I’m confident of attracting abuse, but perhaps protagonists can begin by telling us how staying in can be made positive, at what more financial cost and will it really benefit Britons or simply those of daydreamy & tree-huggy persuasions?

Happy Keith:

limeyphil:
‘…Will David Cameron’s refusal to sign the latest EU treaty have any effect, positive or negative on the UK haulage industry…?’

A vast array of answers to this one - but something profound emerged when I heard a foreign EU economist reflect during a BBC Radio Four programme on ‘…how the EU is mankind’s greatest social experiment…’

Who in these British Isles was counselled, let alone voted for, this shocking reality?

There are major issues to be addressed which have, are, and will continue to negatively affect this industry by membership of the EU …and will continue to do so until we achieve independence from it. Norway & Switzerland thrive despite their non-membership, with the latter doing 78% of it’s export business to EU nations :exclamation:

I’m confident of attracting abuse, but perhaps protagonists can begin by telling us how staying in can be made positive, at what more financial cost and will it really benefit Britons or simply those of daydreamy & tree-huggy persuasions?

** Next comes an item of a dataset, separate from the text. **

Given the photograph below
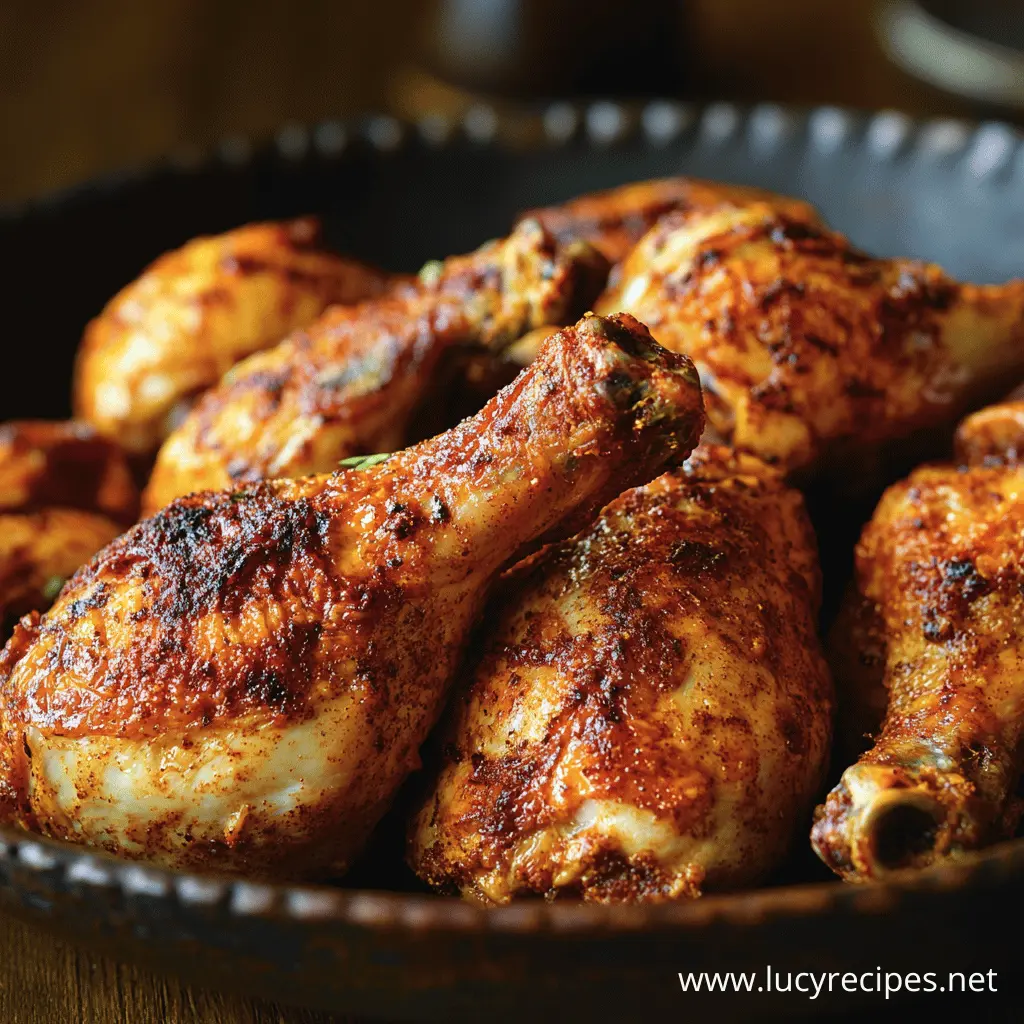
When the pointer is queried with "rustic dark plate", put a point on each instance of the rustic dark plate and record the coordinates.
(399, 195)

don’t think there’s been a single post disagreeing with you

chicane:
Sarkozy is a complete moron, Germany, UK, France in that order are the only net contributers to the EU. The French banks are horrendously exposed and their economy is in a worse state than ours. At least he admitted that they need the UK, they need us way more than we need them. Without the UK contribution France and Germany would have to make up the shortfall.

They say 40% of our exports go to EU countries therefore 60% goes elsewhere, we also import way more from EU countries than we export to them so in reality without the UK the other EU countries would be even more stuffed than they are already.

Our problem is that we import way more,from both inside and outside the EU,than we need to,when what’s needed is trade barriers to boost the domestic economy and manufacturing industry not more open markets in which we’ve either got to compete with Germany and/or China and lose every time.

It also doesn’t help the situation when we’ve got a domestic banking sector and government that works against us when it suits them like giving investment,jobs and industry to our competitors and then putting up protection to save their own skins when it doesn’t.

When it’s been British workers asking for wages to match their German counterparts it’s always been a case of they are our ‘competitors’ so we’ve got to undercut them and when it’s the banks and industry wanting to make a profit from cheap labour it’s always a case of we have to provide them with foreign investment taken from our taxes and economy because they are our ‘trading partners’.

The fact is the Germans will never buy as many manufactured goods as they expect us to buy from them and the only way that the Chinese and East Europeans can afford to buy anything from us at all is by us giving them the money to do it first and the fact is ‘trading’ with the EU and China just means providing British cash reserves and taxes and putting British workers on the dole to provide East European and Chinese workers with money in the hope that they’ll spend some of it on German goods.

As for me I made the mistake of voting for Cameron’s government when it’s just a bunch of idiots who don’t really know what they want,where they stand and wether they are in or out, because the Labour Party that ‘should’ have been there instead was wiped out by Wilson,Healey, Callaghan and Thatcher years ago.

In which case having said that the British electorate of that time are just as much to blame for where the country stands now.

en.wikipedia.org/wiki/Peter_Shore

It is a two speed Europe now , they are in the fast lane but they have no idea where they are going let em go and good ridance the two faced barstewards.